Anlama yeteneği bakımından birbirinin dengi olan iki kişiden izan sahibi olanla izansız olan arasındaki fark onların uygulamaya dönük yaşantılarında hemen fark edilir. İkisi de iyi derecede otomobil sürücüsünden izan sahibi olmayan güzergâh boyunca her kırmızı ışığa yakalanır; izan sahibi olansa hızını ayarlayarak güzergâhta kırmızı ışığa yakalanmadan bütün kavşaklarda yeşili yakalayarak geçer.
Hayatında bir tek gün yolu siyasetten geçmemiş birinin seçim zamanı gelince aday olmaya heveslenmesi de izan kavramıyla izah edilmeli. O, kendi yeteneğinin, deneyiminin sınırını kestiremiyor, çünkü izandan yoksun... Aday olamayacağı daha başından belli. Fakat o bunu göremiyor; bir kere denesem ne olur, diyor. Bir şey kaybetmeyeceğini düşünüyor.

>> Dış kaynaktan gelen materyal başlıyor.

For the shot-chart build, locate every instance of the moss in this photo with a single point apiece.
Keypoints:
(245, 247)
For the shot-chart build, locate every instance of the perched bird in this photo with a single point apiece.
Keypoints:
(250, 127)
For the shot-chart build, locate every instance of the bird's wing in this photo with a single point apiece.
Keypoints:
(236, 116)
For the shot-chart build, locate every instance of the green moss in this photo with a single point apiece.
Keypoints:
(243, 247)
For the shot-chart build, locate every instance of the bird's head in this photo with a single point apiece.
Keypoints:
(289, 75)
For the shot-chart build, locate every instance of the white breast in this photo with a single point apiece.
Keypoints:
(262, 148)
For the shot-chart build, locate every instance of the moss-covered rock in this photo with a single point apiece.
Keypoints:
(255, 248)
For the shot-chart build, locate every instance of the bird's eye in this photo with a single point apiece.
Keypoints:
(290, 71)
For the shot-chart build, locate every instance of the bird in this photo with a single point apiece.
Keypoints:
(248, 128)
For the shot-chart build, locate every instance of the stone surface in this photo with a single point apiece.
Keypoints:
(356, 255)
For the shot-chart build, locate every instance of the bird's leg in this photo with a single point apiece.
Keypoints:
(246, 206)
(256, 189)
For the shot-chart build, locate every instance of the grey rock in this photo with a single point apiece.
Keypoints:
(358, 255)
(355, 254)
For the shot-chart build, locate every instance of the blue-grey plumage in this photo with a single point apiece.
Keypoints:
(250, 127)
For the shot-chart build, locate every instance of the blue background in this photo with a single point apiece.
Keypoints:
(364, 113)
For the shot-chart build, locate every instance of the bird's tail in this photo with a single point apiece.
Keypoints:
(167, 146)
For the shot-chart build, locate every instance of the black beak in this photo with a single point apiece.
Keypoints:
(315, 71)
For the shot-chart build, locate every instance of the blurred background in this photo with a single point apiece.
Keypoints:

Onun bu tutumu Nasrettin Hoca’nın göle maya çalmasından farklı değil... Hoca, göle maya çalıyor, ama yaptığı işin sonucunu da biliyor. Oysa beriki, Hoca’nın bildiği sonucu kestiremiyor. Ya tutarsa yerine, illa tutsun istiyor. İşte izan, tam da bu noktada işe yarıyor.